田中 ここからは、以下の図も参考にしながら、各社が何にこだわって組織づくりの戦略を考えていらっしゃるのか、あるいは何は大事にしていない・重要視していないのかを、分かりやすくお話しいただければと思います。

塩田さん、吉田さん、西澤さんという順序でお話しいただきたいと思います。

最初の質問は「組織戦略を一言で言うと?」です。

では、塩田さんからお願いします。

「感情の取り扱い」を重視、アカツキの組織戦略

塩田 先ほどの事業モデルの分析マトリックスで言うと、僕らはかなり複数事業を展開している「イノベーター型」の組織になります。

デジタルもリアルも色々やっていますが、横軸(人に価値をおくか、仕組みに価値をおくか;;Part1を参照)ではどちらかというと、“人側”で勝っているような会社だと思います。

アカツキ 代表取締役CEO 塩田 元規さん

僕はフレームワークなども相当勉強しましたが、結局「一番重要なことは『感情』だ」という結論になりました。

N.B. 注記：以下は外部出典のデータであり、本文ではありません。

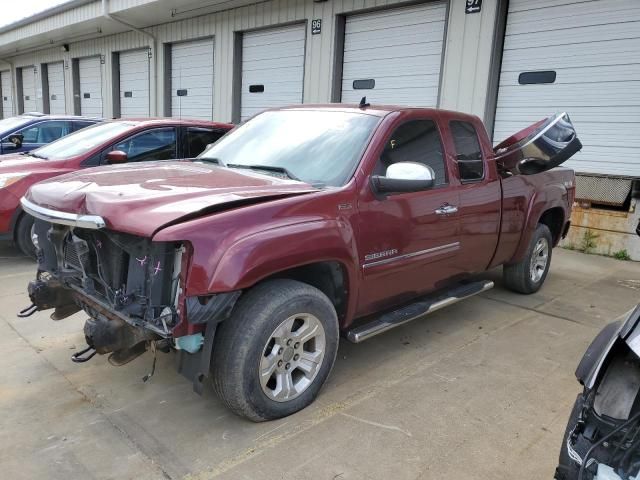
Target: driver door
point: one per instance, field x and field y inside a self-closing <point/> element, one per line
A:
<point x="408" y="242"/>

アカツキの組織戦略を一言で言うと、「ビジネスの世界で一番切り捨てられている『感情』を、組織の中に取り戻す」ことだと言えます。

このテーマが一番重要です。

組織全体でもそうですが、役員間の場合にも当てはまります。

起業後のある時点から役員同士の仲が悪くなることが結構あります、それは感情をうまく扱えていないからだと思います。

感情に目を向けた会話ができないと「コト」の話だけをするようになります。

ミーティングでは決まったアジェンダに沿って進めていきますが、「自分が今どのような気持ちでいて、どのような状態であるか」を誰かと分かち合う時間が組織にないと、物事が複雑化していきます。

結局、人間の行動は「やりたい・やりたくない」とか「好き・嫌い」というシンプルなことで決まってきます。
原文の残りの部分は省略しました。